La denuncia de juicio político apunta específicamente contra Otaola por haber actuado de manera unipersonal. En ese sentido, Palomares afirma que el presidente de la Corte se arrogó funciones que corresponden a un órgano colegiado. “El rechazo in límine de una denuncia constitucional contra una magistrada no puede ser jamás calificado como ‘mero trámite’”, sostuvo en el escrito, en referencia a los límites funcionales que establece la ley provincial.

El documento también menciona que, el mismo 11 de marzo de 2026, mientras se firmaba el rechazo, se remitió un oficio a la Cámara de Apelaciones del Trabajo informando que las denuncias habían sido “rechazadas y archivadas”, sin mencionar la existencia del expediente correspondiente. Según Palomares, esta omisión habría inducido a error al tribunal de alzada, que rechazó planteos de recusación contra la jueza Montes con base en información incompleta.

Además, el abogado denunció dificultades posteriores para acceder a copias certificadas del expediente. Afirmó que en abril de 2026 la Secretaría de Superintendencia dilató la entrega de las actuaciones, alegando que el expediente se encontraba reservado o en distintos despachos. Para Palomares, esto configura “una retención indebida de un expediente público”.

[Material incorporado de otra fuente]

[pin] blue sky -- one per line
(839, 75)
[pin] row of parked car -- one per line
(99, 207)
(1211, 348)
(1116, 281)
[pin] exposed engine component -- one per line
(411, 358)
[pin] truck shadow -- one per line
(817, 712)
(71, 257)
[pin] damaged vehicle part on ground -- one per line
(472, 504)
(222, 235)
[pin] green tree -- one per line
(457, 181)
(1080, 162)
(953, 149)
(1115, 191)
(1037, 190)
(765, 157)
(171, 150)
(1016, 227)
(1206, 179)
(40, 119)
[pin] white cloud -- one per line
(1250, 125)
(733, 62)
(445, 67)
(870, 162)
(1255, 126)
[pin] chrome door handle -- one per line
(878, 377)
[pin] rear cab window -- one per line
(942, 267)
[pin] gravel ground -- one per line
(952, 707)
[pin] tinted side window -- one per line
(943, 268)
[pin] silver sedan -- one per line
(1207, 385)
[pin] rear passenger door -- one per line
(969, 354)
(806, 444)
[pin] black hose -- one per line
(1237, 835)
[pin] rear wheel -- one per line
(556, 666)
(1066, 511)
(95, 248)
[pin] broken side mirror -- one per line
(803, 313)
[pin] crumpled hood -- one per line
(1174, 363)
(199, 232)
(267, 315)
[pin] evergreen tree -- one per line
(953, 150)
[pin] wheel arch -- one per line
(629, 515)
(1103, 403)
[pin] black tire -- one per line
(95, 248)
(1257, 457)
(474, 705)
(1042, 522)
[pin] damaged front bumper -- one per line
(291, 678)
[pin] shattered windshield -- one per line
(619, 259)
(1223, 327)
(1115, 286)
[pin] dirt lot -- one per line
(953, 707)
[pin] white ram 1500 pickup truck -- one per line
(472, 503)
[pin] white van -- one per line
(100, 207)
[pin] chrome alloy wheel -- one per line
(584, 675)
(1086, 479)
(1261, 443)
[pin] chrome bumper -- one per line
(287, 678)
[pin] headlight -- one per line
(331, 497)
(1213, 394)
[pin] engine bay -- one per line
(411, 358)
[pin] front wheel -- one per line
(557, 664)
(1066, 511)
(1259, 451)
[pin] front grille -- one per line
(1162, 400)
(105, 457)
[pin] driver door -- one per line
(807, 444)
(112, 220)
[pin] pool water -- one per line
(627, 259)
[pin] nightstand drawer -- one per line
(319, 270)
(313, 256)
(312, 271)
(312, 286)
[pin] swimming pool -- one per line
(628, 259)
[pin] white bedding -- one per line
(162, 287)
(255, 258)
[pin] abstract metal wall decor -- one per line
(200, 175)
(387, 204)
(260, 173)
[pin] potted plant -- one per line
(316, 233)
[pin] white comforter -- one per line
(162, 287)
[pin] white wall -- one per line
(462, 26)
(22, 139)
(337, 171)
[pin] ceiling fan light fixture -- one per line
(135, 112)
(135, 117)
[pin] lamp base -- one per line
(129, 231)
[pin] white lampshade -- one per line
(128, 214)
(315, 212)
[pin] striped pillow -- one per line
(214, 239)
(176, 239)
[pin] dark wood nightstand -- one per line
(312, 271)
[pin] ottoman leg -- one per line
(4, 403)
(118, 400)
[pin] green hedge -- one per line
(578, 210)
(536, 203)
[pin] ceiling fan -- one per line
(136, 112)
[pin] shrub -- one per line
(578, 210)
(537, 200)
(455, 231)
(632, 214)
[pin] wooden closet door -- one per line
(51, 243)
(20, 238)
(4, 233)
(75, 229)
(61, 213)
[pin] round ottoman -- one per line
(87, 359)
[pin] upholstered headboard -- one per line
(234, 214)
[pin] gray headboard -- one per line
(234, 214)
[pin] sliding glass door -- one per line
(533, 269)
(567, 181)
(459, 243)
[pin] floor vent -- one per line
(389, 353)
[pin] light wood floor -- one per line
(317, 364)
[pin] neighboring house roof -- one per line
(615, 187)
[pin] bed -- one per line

En el escrito presentado ante la Legislatura, Palomares remarca que el conflicto trasciende su situación personal y plantea un problema institucional más amplio. “Busca, fundamentalmente, salvaguardar la salud institucional de nuestra provincia”, señaló, y agregó que el accionar denunciado profundiza “la brecha entre el Poder Judicial y el pueblo de Jujuy”.

Como parte del pedido, el abogado solicitó que se requiera a la Suprema Corte de Justicia la remisión inmediata del expediente, que se conforme la comisión investigadora prevista en la Constitución provincial y que, en caso de corresponder, se avance con la acusación y eventual destitución del presidente del máximo tribunal.

“Confío en que no permitirán que el espíritu de las leyes que ustedes mismos sancionaron sea burlado por la voluntad unilateral de un magistrado”, concluyó Palomares en su presentación ante la Legislatura provincial.